For this new batch of chiefs, a Washington background sometimes extends from the Capitol to K Street. Seventeen new chiefs of staff have passed through the revolving door between lobbying and government work, according to a database maintained by the Center for Responsive Politics. One more new chief was a lobbyist but has no government experience. 

That comes to a total of at least 72 chiefs to new Members with established inside-the-Beltway résumés.

That number rankled Mark Meckler, co-founder of the Tea Party Patriots, who said hiring insiders gives the wrong impression from a crowd that asserted it would change the way Washington works. He said experience is necessary on any staff, but the chief pick should send a message to the political base.
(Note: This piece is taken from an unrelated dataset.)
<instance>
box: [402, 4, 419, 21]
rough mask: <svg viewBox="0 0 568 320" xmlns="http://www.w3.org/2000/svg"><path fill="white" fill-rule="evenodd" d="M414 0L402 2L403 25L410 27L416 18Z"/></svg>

“When you send the message that, ‘Hey, my top guy is a lobbyist or my top guy has spent the last 20 years here in D.C.’ … I think that’s a problem,” Meckler said. “They’re disconnected from the people in the state. These folks live and breathe D.C., and that’s what’s important to them.”

Dave Levinthal, spokesman for the Center for Responsive Politics, said hiring a former lobbyist can be particularly troublesome because of the potential for a clash between allegiances.

“Where you get into a sticky situation is if a prominent member of your staff used to work for a particular lobby shop or a particular special interest group that all of a sudden is doing business before your committee or is lobbying you to take particular action on a bill,” he said. “This does happen a lot, and there is, at the very least, potential for conflict of interest.”

After hiring former lobbyist Eric Burgeson, whose clients included the U.S. Chamber of Commerce, Rep. Robert Dold (R-Ill.) instituted a policy that “my entire staff may not work on matters of substance with former clients, and all substantive inquiries from former clients must be referred to a nonaffiliated staff member for consideration.”

Still, lobbyists can be extremely helpful, bringing a robust Rolodex into the Congressional office, said Brad Fitch of the Congressional Management Foundation, a nonpartisan nonprofit dedicated to increasing efficiency on the Hill.

And no matter the background, Members need someone who knows how to request a Government Accountability Office report, send franked mail and fill other staff positions, he said.

“Members should avoid the height of hypocrisy but at the same time recognize without seasoned veterans working on your staff, you’re less likely to succeed. That’s the golden rule,” Fitch said. Fear of sending an insider message “fades pretty quickly when you can’t get the mail done.”

That’s not to say all Members opted for a Washington veteran. Twenty-three new chiefs come to the Capitol with no discernible D.C. experience. They range from campaign managers or state legislative chiefs of staff to county party chairmen and former state legislators. There are also a few unusual picks, including a dentist and a mechanical engineer. 

As of press time, Rep. Hansen Clarke (D-Mich.) was the only Member who declined to announce his chief of staff.

Scott Yeldell, newly appointed chief of staff to Rep. Francisco “Quico” Canseco (R-Texas), said his boss hired him to bring “fresh blood” to the staff. Yeldell was Canseco’s campaign manager and has limited national political experience.

“Quico just really felt that what was really important was bringing someone who understood the district. He campaigned on the concept of citizen legislators and bringing in people who are coming in to get a job done and not coming in to have a career,” Yeldell said. “I’m not coming in to make a career out of Washington, necessarily.”

Jackie Kucinich contributed to this report.

Correction: Jan. 7, 2011

The article incorrectly stated that Rep. Ron Kind (Wis.) is a member of the Blue Dog Coalition. He is a member of the New Democrat Coalition.